I’ve found a few misfeatures of M1 Fixed Broadband that are significant enough to be show stoppers for me. Although these are not really secrets or purposely hidden misfeatures, they are not obviously stated up-front. I believe the more “techie” broadband users would not tolerate such misfeatures too, so I thought I will share about them before anyone commits themselves to a subscription contract.
My MaxOnline contract has expired (for some time actually) and I’ve been evaluation re-contract options. One alternative I was exploring was to switch to M1’s new fixed broadband service. It is basically a no-frills package that gets you about the lowest $/MB bandwidth. For users with specific broadband requirements, jumping to a new provider always raises the important questions of whether the new service will work for them?
Since the old days of SingNet ADSL which required users to install a program on their PCs to “dial-up” their broadband connection, I’ve been rather cautious about exactly how a broadband service will work. It will be a show stopper for me if a software needs to be installed to dial-up a broadband connection, and the said software only installs on Windows. What if I use Linux, or Mac OS X? What if I want to plug in a wireless router?
Okay, back to the problem with M1 Fixed Broadband. I’ve asked around, and waited for guinea pigs to sign-up. There are two show stoppers for me.
The first is that your broadband access requires login through a captive web-based login portal before you’re able to get normal Internet access. This is similar to how Wireless@SG works, as do many other wireless and broadband networks intended for mobile ad-hoc internet connections. But hey, this is fixed broadband! There is nothing mobile or ad-hoc about it. Your cable modem is fixed. In fact, M1 still requires you to register the HFC MAC address of your cable modem to activate the broadband service.
If you’re thinking it might not be too bad if all you had to do is to login once and be online forever, you’re mistaken. Login sessions last 24 hours. So you have to re-login every 24 hours.

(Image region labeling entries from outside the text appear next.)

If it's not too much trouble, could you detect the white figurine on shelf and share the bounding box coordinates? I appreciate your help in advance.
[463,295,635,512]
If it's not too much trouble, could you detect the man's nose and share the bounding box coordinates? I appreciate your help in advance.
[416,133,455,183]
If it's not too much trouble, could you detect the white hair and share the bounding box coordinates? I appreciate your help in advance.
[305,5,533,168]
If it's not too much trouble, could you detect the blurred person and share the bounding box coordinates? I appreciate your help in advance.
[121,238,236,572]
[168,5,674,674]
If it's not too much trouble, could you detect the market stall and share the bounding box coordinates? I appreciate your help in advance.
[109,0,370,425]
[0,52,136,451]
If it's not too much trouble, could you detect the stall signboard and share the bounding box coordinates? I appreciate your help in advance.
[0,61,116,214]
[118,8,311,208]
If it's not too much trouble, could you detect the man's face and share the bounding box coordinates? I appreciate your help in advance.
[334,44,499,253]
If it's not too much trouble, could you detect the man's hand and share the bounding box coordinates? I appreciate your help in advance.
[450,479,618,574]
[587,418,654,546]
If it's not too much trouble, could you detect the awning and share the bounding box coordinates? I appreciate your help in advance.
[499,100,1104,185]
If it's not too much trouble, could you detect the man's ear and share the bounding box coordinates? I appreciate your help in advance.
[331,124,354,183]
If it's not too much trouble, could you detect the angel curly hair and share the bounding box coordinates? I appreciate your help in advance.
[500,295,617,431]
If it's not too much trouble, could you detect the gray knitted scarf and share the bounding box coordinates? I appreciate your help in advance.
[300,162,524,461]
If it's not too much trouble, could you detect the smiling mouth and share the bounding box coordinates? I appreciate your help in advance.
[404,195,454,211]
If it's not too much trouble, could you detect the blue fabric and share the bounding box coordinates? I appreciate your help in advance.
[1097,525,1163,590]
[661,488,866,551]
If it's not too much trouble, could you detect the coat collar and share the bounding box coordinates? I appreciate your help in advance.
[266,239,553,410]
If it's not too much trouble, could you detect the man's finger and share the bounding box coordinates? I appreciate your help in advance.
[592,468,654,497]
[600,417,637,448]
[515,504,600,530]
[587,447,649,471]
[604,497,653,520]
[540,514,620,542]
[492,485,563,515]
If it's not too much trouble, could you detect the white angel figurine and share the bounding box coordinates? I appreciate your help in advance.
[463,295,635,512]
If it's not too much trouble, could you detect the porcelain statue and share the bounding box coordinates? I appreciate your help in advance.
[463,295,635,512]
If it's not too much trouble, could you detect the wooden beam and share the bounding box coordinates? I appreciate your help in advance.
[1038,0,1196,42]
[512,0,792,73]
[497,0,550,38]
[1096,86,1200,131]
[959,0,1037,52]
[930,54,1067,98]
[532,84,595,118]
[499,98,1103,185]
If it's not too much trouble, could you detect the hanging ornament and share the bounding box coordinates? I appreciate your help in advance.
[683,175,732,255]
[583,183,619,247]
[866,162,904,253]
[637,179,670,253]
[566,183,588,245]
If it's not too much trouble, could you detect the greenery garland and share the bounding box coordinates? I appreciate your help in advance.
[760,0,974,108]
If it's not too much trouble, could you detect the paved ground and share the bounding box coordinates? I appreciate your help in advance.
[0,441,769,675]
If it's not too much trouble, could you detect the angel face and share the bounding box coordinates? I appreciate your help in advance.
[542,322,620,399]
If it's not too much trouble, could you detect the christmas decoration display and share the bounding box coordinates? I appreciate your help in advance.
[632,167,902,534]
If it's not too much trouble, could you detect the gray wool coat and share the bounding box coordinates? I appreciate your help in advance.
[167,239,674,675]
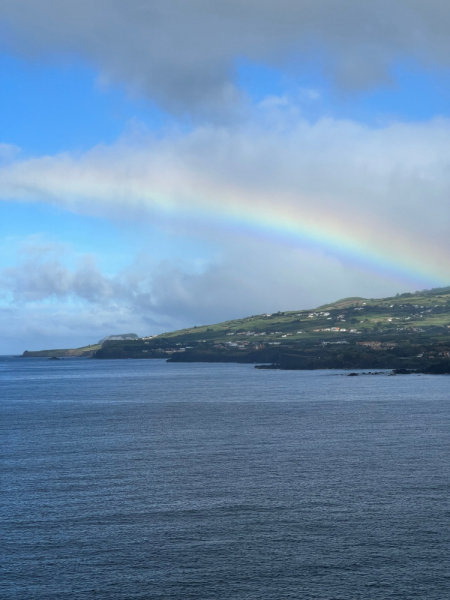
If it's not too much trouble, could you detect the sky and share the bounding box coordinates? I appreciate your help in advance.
[0,0,450,354]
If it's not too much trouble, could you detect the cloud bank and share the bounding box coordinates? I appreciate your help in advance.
[0,0,450,113]
[0,107,450,285]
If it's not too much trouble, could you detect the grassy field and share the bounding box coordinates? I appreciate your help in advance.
[90,287,450,368]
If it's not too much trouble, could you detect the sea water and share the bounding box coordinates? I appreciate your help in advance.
[0,357,450,600]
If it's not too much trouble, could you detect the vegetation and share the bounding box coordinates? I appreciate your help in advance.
[89,287,450,372]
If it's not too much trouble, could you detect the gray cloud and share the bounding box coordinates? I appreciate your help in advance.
[0,240,406,353]
[0,0,450,111]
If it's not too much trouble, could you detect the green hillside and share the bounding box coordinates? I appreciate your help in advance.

The web-based logins make it inconvenient to run “servers”. Now, I’m not saying I want to run a public Internet website from my home. But I do want my home PC to be accessible, so that I can grab documents, photos, and various other files from anywhere else. I keep my data at home, and I want my data to be accessible from anywhere I go. There are many other reasons why people would want to do something similar too: Check on webcam at home, stream music from home, etc.
Yes, of course, we could write clumsy scripts to do auto re-login. But I think M1 should wake up and realize the stupidity of what they’re doing.
As a matter of principle, I find this totally unacceptable. Sometimes there are legitimate reasons to modify content. For example, web proxy servers routinely insert a header line in the HTTP response to tell you of their presence. But it is a whole lot different to actively interfere with the actual application data, to transform it, to mutilate it, and to inject data that did not exist in the first place.
This could be a “value added feature” on a very limited bandwidth network for a mobile device with limited processing capability. But excuse me, we are talking about broadband cable service with speeds up to 100Mbps, with computers having plenty of memory and processor power.
Incidentally, I have heard many various complaints about various applications being blocked. For example, MSN Messenger doesn’t seem to work. I’m not sure if these are just temporary glitches or intentional attempts by M1 to disable other application traffic on their network. You can certainly read a lot more complaints about M1 Fixed Broadband by Googling around.
It seems M1 Fixed Broadband is like taking several steps back in the technology evolution.